Recorders

Recorders#

The recorder manager provides lifecycle hooks for logging data during rollouts. Unlike rewards, recorders have no effect on the optimization loop. They exist purely to let you capture observations, actions, or any other environment state without modifying mjlab internals.

Each recorder term is a class that you implement. mjlab calls its methods at the right moments and leaves all I/O decisions to you. If the recorders dictionary on ManagerBasedRlEnvCfg is empty, the environment substitutes a lightweight no-op manager with zero overhead.

Lifecycle hooks#

The manager exposes three hooks per term:

record_pre_reset(env_ids): Called inside env.step() before terminated environments are reset. obs_buf holds the observation from the end of the previous step (the input the agent used to choose the terminal action, not the post-action terminal state). action_manager.action holds the terminal action and is still valid here; it will be zeroed for these environments by _reset_idx immediately after. reward_buf holds the terminal reward. This is the right place to record the terminal transition (obs_t, action_t, reward_t, done=True).
record_post_reset(env_ids): Called after a reset completes and fresh observations are available. Fires at the end of env.reset() (all environments) and within env.step() after each batch of terminated environments is reset. obs_buf[env_ids] holds the initial observation of the new episode; action_manager.action[env_ids] is zero. Use this to initialize per-episode state or record the first observation.
record_post_step(): Called at the end of every env.step() with fresh observations. For environments that reset during this step, action_manager.action has been zeroed and obs_buf holds the initial state of the new episode rather than the post-action terminal observation. Use record_pre_reset for those environments’ terminal transitions and self._env.reset_buf to identify which environments reset.
close(): Called when the environment closes. Release file handles and flush buffers here.

Writing a recorder term#

Subclass RecorderTerm and override whichever hooks you need.
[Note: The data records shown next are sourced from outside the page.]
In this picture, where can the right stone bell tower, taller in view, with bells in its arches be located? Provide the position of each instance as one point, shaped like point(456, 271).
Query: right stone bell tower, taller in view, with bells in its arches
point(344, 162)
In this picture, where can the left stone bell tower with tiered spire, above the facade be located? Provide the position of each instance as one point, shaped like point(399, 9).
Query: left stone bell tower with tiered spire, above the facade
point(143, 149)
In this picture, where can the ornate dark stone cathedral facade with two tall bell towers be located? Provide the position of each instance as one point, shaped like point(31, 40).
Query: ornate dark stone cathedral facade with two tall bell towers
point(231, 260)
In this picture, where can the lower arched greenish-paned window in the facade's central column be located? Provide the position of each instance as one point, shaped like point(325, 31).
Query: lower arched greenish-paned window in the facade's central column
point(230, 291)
The environment is available as self._env, giving access to self._env.obs_buf, self._env.action_manager.action, and all other managers.

import csv
from mjlab.managers import RecorderTerm, RecorderTermCfg

class CsvRecorder(RecorderTerm):
    def __init__(self, cfg, env):
        super().__init__(cfg, env)
        self._file = open(cfg.params["path"], "w", newline="")
        self._writer = csv.writer(self._file)

    def record_pre_reset(self, env_ids):
        # Terminal transition: action is still intact here.
        # It will be zeroed by _reset_idx immediately after this returns.
        obs = self._env.obs_buf["actor"][env_ids].cpu().numpy()
        act = self._env.action_manager.action[env_ids].cpu().numpy()
        for o, a in zip(obs, act):
            self._writer.writerow(o.tolist() + a.tolist())
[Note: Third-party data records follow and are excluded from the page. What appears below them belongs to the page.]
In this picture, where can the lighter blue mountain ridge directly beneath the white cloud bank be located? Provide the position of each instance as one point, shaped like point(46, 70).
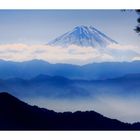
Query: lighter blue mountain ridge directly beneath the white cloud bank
point(94, 71)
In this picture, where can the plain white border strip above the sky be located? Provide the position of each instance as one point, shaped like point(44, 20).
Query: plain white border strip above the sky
point(69, 4)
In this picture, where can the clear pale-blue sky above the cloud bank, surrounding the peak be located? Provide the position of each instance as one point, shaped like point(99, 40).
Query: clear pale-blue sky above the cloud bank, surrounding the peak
point(42, 26)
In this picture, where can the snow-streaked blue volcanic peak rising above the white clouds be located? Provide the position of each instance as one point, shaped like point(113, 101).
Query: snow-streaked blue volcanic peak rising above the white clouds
point(83, 36)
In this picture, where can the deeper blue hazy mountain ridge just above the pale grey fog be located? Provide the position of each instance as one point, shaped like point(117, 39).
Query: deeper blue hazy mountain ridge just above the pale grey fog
point(57, 87)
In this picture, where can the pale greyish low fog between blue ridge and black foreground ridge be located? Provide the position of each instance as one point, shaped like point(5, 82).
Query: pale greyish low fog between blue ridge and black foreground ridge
point(123, 109)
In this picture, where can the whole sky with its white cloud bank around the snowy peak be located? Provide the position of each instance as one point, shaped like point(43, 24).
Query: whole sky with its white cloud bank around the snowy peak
point(25, 33)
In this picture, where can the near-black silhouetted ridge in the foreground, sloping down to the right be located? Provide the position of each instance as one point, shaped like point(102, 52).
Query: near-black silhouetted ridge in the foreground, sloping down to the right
point(17, 115)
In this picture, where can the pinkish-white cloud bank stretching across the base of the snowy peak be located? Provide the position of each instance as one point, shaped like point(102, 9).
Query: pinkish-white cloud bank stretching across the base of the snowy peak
point(72, 54)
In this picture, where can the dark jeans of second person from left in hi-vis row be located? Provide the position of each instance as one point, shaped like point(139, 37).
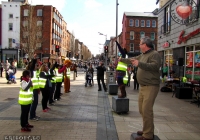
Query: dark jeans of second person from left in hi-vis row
point(34, 104)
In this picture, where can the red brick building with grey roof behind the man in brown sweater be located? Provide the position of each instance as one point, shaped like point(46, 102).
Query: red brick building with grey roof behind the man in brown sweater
point(136, 25)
    def record_post_step(self):
        # Skip envs that just reset: their terminal pair was written
        # in record_pre_reset and their action is now zeroed.
        mask = ~self._env.reset_buf
        obs = self._env.obs_buf["actor"][mask].cpu().numpy()
        act = self._env.action_manager.action[mask].cpu().numpy()
        for o, a in zip(obs, act):
            self._writer.writerow(o.tolist() + a.tolist())

    def close(self):
        self._file.close()

The term receives the full cfg object so it can read any values you put in cfg.params.

Registration#

Add the term to the recorders dictionary on your environment config:

from dataclasses import dataclass, field
from mjlab.managers import RecorderTermCfg

@dataclass
class MyEnvCfg(SomeTaskEnvCfg):
    recorders: dict = field(default_factory=lambda: {
        "csv": RecorderTermCfg(
            func=CsvRecorder,
            params={"path": "rollout.csv"},
        )
    })

Multiple terms can be registered under different keys and run together.

Note

func must be a RecorderTerm subclass. Function-based terms are not supported because recorder terms are stateful.